Prove that for all $n \in \mathbb{N}$: $$2^{n-1}(a^n + b^n) \ge (a + b)^n$$ I used induction (for $k = 1,2,...n-1$), and ended up with the following equation:
$$(a + b)(a + b)^{n-1} \le (a + b)(a^{n-1} + b^{n-1})2^{n-2}$$
Now, I have a feeling I'm on the right track, but I'm not totally sure. Could someone give me a pointer one where I should go from here? Any help would be greatly appreciated. Thanks!
You are almost there since the last equation you have can be written as $$(a + b)(a + b)^{n-1} \le (a + b)(a^{n-1} + b^{n-1})2^{n-2}=(a^n+b^n+ab^{n-1}+ba^{n-1})2^{n-2}\le(a^n+b^n+a^n+b^n)2^{n-2}=2(a^n+b^n)2^{n-2}=(a^n+b^b)2^{n-1}$$ where you need only to prove (so that the above holds) that $$ab^{n-1}+ba^{n-1}\le a^n+b^n$$ or equivalently that $$(a-b)(a^{n-1}-b^{n-1})\ge0$$ which can be (straightforwardly) done by selecting cases (whether $a>b$ or $a\le b$).
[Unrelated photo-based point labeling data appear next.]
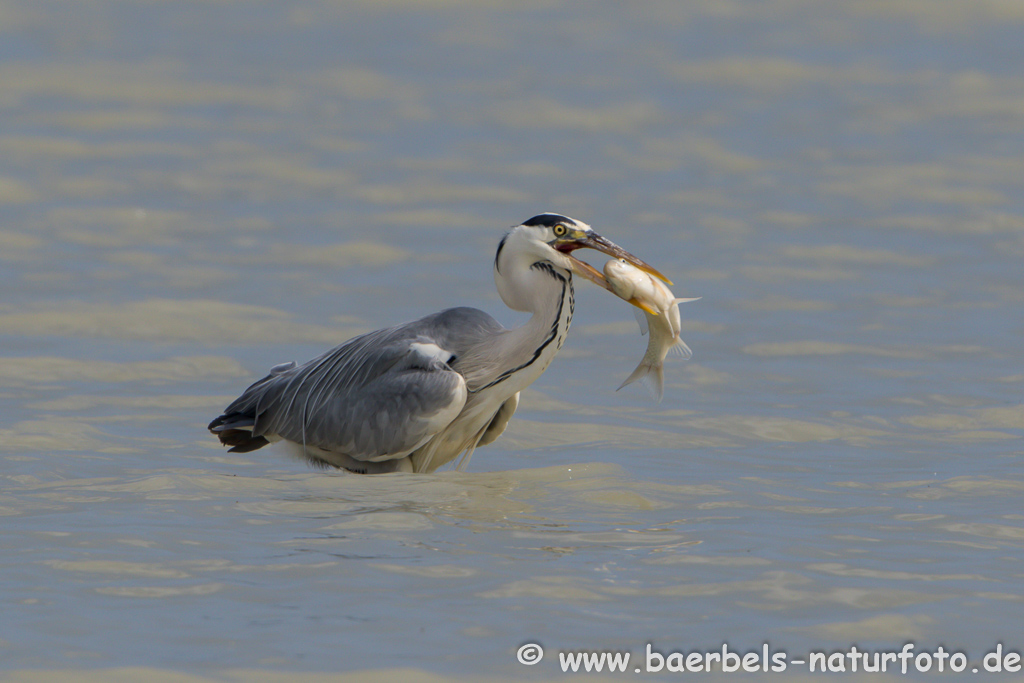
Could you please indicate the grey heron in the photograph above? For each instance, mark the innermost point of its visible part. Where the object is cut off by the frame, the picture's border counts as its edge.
(414, 396)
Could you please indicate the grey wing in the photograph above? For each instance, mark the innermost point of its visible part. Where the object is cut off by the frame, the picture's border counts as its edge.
(500, 421)
(376, 397)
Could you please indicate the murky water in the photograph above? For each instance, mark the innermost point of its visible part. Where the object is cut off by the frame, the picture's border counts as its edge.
(192, 193)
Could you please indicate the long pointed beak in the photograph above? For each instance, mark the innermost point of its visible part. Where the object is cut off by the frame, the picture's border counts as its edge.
(595, 241)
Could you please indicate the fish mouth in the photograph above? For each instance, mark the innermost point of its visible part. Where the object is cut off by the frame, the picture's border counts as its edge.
(594, 241)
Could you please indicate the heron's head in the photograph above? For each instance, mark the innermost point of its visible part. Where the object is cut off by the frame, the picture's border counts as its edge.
(553, 238)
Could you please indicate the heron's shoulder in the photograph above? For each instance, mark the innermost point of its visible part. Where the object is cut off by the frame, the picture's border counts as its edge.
(463, 318)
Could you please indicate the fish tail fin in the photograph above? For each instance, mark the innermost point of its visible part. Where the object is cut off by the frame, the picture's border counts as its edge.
(651, 376)
(681, 349)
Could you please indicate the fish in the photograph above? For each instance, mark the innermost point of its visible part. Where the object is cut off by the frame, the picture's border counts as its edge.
(659, 316)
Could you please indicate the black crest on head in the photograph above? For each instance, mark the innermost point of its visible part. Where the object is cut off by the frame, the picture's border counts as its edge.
(548, 220)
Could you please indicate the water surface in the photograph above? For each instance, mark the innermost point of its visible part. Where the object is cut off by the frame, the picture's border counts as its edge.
(192, 193)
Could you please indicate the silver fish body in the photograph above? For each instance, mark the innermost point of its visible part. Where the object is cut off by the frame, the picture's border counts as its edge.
(659, 316)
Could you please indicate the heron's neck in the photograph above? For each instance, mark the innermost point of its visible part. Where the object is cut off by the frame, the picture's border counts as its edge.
(531, 347)
(527, 350)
As $n\ge 1$, $x\to x^n$ is convex, so via Jensen inequality: $$ \left(\frac{a+b}2\right)^n \le \frac{a^n+b^n}2 $$ that gives the result.
You can write $a={r\over2}(1+x)$ and $b={r\over2}(1-x)$, which turns the inequality into
$${1\over2}\left((1+x)^n+(1-x)^n\right)\ge1$$
When the binomials are expanded, the odd powers of $x$ cancel.